This project involved developing and evaluating machine learning models for detecting anomalies in solar photovoltaic (PV) systems using time series data. The goal was to identify the most effective model for accurately detecting abnormalities that could lead to power loss.
The data was collected from two solar power plants located in India over a period of 34 days at 15-minute intervals. It contained measurements like DC power, AC power, irradiation, ambient temperature, and module temperature.
The following models were developed and their performance was compared:
- LSTM
- MLP with LSTM Encoder
- CNN-LSTM
- Transformer
-
The MLP model with LSTM encoder showed the best performance with lowest error and highest R^2 value of 0.9661
-
It was effective at capturing anomalies on specific dates in the dataset
-
LSTM, CNN-LSTM, and Transformer also performed decently but had more false positives
-
The models were evaluated using metrics like MAE, MSE, R^2, accuracy, and confusion matrix
The MLP model with LSTM encoder was most effective for anomaly detection in the PV system data. Future work could explore Gaussian methods and model optimization techniques like grid search.
-
The regular LSTM model successfully captured some true anomalies on June 7th and June 14th, as seen in the spikes in Figure 1.
-
However, the model suffered from a number of false positives, detecting anomalies on several other days incorrectly.
-
The confusion matrix in Figure 2 shows the model achieved 46% accuracy in detecting true anomalies out of the 37 known anomalies.
Figure 1: Anomalies detected by regular LSTM model. Spikes on June 7th and 14th (red circles) are true anomalies.
Figure 2: Confusion matrix for LSTM anomaly detection.
-
The MLP model with LSTM encoder accurately identified the true anomalies on June 7th and 14th, as highlighted in Figure 3.
-
It had far fewer false positives compared to the regular LSTM model.
-
The confusion matrix in Figure 4 demonstrates the model achieved 86% accuracy in detecting the true anomalies.

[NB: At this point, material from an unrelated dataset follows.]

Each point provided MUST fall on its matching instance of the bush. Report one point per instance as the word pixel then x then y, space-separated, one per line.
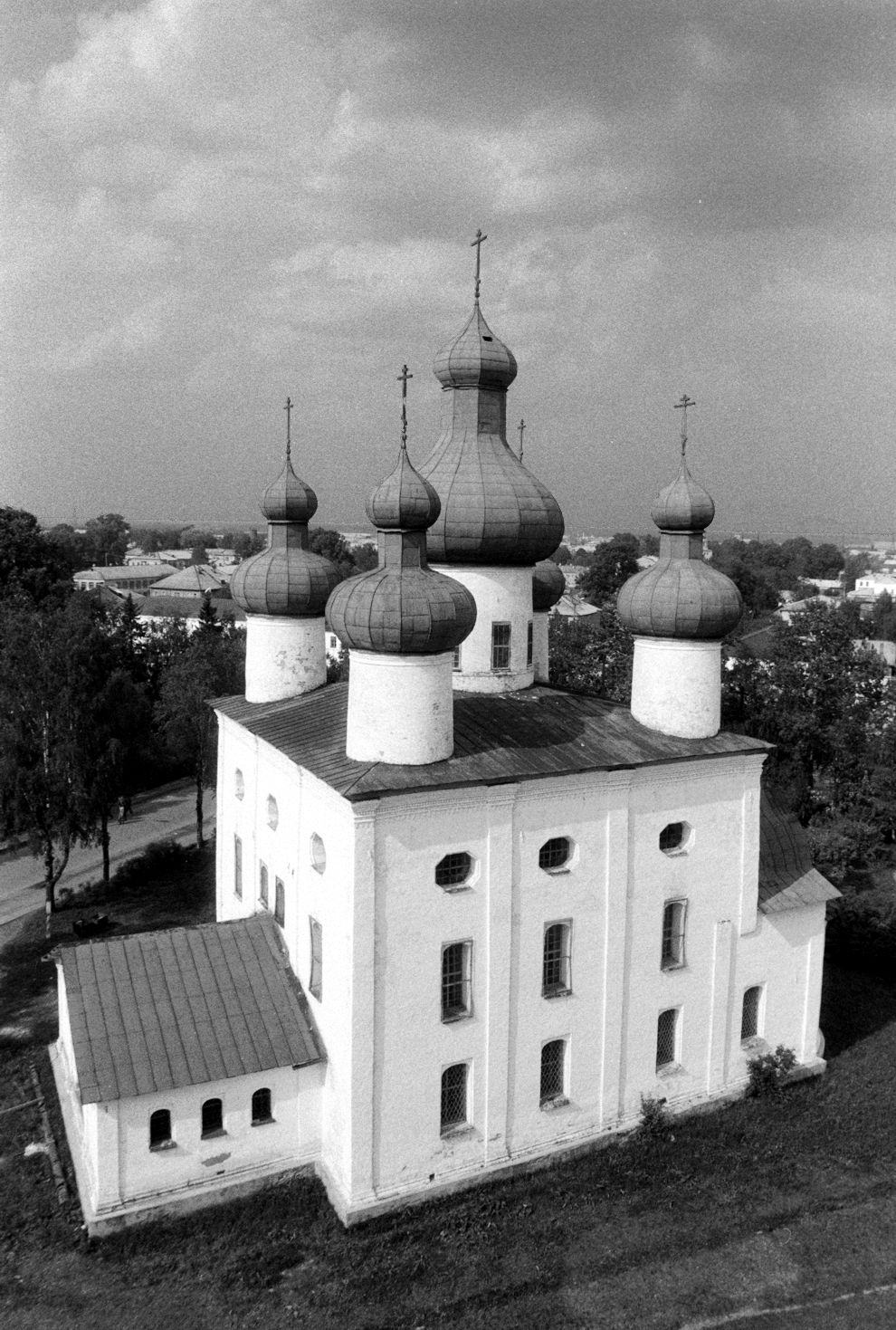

Figure 3: Anomalies detected by MLP + LSTM encoder model. True anomalies on June 7th and 14th were marked.
Figure 4: Confusion matrix for MLP + LSTM encoder anomaly detection.
-
The CNN-LSTM model successfully identified the two true anomaly dates of June 7th and 14th, as seen by the spikes in Figure 5.
-
However, it suffered from a number of false positives similar to the regular LSTM model.
-
Its confusion matrix in Figure 6 shows an accuracy of 51% in detecting true anomalies.
Figure 5: Anomalies detected by CNN-LSTM model, with true anomalies marked.
Figure 6: Confusion matrix for CNN-LSTM anomaly detection.
-
The Transformer model detected the true anomaly dates of June 7th and 14th, as highlighted by the spikes in Figure 7.
-
It suffered from a number of false positives across different dates similar to LSTM and CNN-LSTM.
-
Its confusion matrix in Figure 8 shows it achieved 49% accuracy in detecting the real anomalies.
Figure 7: Anomalies detected by Transformer model, with true anomalies marked.
Figure 8: Confusion matrix for Transformer anomaly detection.
Overall as stated above, the MLP model with the LSTM encoder demonstrated the best performance in accurately detecting true anomalies with the fewest false positives. The regular LSTM, CNN-LSTM, and Transformer models were able to identify the true anomaly dates but suffered from more false positives.